J’ai changé mes batteries. Au lieu de me taper le train, je vais pioncer gentiment dans une albergo potable et je prendrai l’avion pour Rome demain matin.

*

Le lendemain, rasé de frais et la bouche en cœur, je fais mon entrée chez le chef italien de la surveillance du territoire.

C’est un vieux monsieur très bien qui ressemble au comte Sforza. Il n’a pas plus de tifs qu’un petit pain au lait, mais en revanche, il porte une moustache et un bouc blanc. Son regard est intelligent, il a de belles manières et je sens qu’il est francophile, rien qu’à la façon dont il me regarde.

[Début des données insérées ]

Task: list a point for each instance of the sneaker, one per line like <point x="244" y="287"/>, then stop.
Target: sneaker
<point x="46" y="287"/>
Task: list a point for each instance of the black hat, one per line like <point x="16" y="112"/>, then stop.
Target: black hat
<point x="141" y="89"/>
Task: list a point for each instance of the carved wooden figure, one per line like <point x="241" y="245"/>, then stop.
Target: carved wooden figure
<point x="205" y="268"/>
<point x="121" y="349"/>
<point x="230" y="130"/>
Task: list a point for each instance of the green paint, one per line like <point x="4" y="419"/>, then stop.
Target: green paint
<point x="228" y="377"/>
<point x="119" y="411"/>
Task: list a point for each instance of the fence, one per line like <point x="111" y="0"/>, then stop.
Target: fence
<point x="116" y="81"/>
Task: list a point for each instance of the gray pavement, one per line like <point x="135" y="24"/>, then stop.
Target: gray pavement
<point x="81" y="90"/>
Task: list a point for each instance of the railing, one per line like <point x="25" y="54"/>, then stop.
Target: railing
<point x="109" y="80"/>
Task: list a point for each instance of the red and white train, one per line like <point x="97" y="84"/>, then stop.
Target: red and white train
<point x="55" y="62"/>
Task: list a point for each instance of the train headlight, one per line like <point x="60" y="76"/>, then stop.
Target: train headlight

Je lui colle sous le nez ma lettre d’introduction. Il la parcourt superficiellement.

— Jé sais, me dit-il, jé reçu oun câblé dé Paris.

Il tire sa barbichette comme pour se rendre compte si on ne lui en a pas ajusté une fausse pendant qu’il roupillait.

— Affaire péniblé, ajoute-t-il.

Tu parles ! D’après le peu qu’on m’en a dit, la nation qui héritera de l’invention aura un drôle d’atout en cas de bigornage général.